UCSB Activist David McAfee “An Atheist With an Axe to Grind”

David McAfee

Opinion Columnist

Separation of Church and State is something that is often taken for granted in the United States of America. We assume that professors of public universities won’t teach dogma and that we won’t be discriminated against based on our beliefs- or lack thereof. Sometimes, however, we assume wrong.

In a public, state-funded university we would hope and expect to see a complete separation between the scholarly endeavors of studying religion as a human phenomenon and the preaching of a specific religion as a reality. This, as you might know, is the difference between a Religious Studies department at a secular university and a Theology department at a Christian college or school of divinity. As a secular individual and scholar of Religious Studies, this distinction is particularly crucial in my studies. At the University of California, Santa Barbara, the Religious Studies department exists in a legal, secular manner. It is in this department which I have studied various religious mythologies and their effects on mankind for the past four years and have earned a Bachelor’s Degree in Religious Studies with an emphasis in Christianity and Mediterranean traditions. Until recently, I have not experienced any discrimination or proselytization on behalf of the professors in the classroom.

It was only a few months ago that, upon preparing to submit my application for the Graduate Department of Religious Studies at UCSB, I was met with the harshest of discriminatory treatment because of my work as an activist for secularism. I arranged to meet with the head chair of the Religious Studies Graduate Department of UCSB who is also a professor of Religious Studies and Catholic Studies. Little did I know at the time, her scholarly background primarily focuses in theology- and not in Religious Studies. Ann Taves received her Ph.D. from The Divinity School, The University of Chicago, in December 1983[1] and her M.A. from The Divinity School, The University of Chicago, in June 1979.Taves has also worked as, among other things, the acting Dean at Claremont School of Theology in the Fall of 1996 and various professorships at Claremont School of Theology.
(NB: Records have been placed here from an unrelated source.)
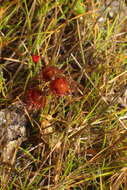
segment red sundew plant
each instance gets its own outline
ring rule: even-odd
[[[56,96],[66,96],[71,94],[70,82],[66,79],[63,74],[63,71],[58,69],[55,66],[46,66],[44,67],[39,74],[37,79],[50,81],[47,90],[51,91]],[[29,111],[39,110],[44,108],[46,105],[46,93],[36,87],[31,87],[26,93],[26,106]]]
[[[39,78],[45,81],[54,80],[56,76],[62,74],[62,71],[55,66],[46,66],[39,73]]]
[[[44,108],[46,105],[46,97],[41,90],[30,88],[26,94],[26,105],[28,110]]]
[[[65,96],[71,93],[69,82],[65,77],[59,77],[51,81],[51,91],[58,96]]]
But now, Ann Taves is the Virgil Cordano Chair of Catholic Studies Department[2] within the Religious Studies Department at the University of California, Santa Barbara and a chair of the Religious Studies program charged, in part, with reviewing applications

for potential Graduate Students. I arranged a meeting with Taves in order to ensure that I could submit my completed application in a timely manner- and that I had met all of the requirements for admission, including the recommended GPA requirements, Letter(s) of Intent, and scholarly accomplishments- all of which, by all accounts, my application satisfied. I walked into Professor Taves’s office and greeted her politely. I let her know my intentions to apply for the M.A. /Ph.D. Graduate Program and cited for her my various publications including features in American Atheist Magazine, Canadian Freethinker Magazine, and my own self-published book entitled “Disproving Christianity: Refuting the World’s Most Followed Religion”. Taves instantly turned to her computer- looked up my name- and took only one minute to browse my bookselling page on Amazon.com before saying “I need to word this carefully… you wouldn’t fit in with our department’s milieu because you are an atheist activist with an axe to grind.” When I heard these words, I was absolutely astonished. I told her that I was blown away by her remarks and that she was judging my book- and my work- by its proverbial cover, without doing any further research into the merits of my claims or the philosophical and biblical basis for my condemnation of biblical literalism. She went on to describe my work (which she still has not read) as “unsophisticated” and not up to the standards of the Graduate Department of Religious Studies. I defended my work and informed her that diversity in beliefs should be sought after- not condemned- within any department- especially one focused on the studies of various religions.

Just last month, I received my official rejection letter from the Department of Religious Studies (which had no specific details regarding the application) and Taves continued to deny her obvious biases and suggested that she didn’t recommend me for the program because of my grades in two classes that I had taken with her years earlier; a ‘B+’ and a ‘C+’. But no amount of back peddling will change the fact that Professor Taves, a former Professor and Dean at Claremont Theological School, insisted that I wouldn’t be considered as a potential Graduate Student because I am “an atheist activist with an axe to grind.”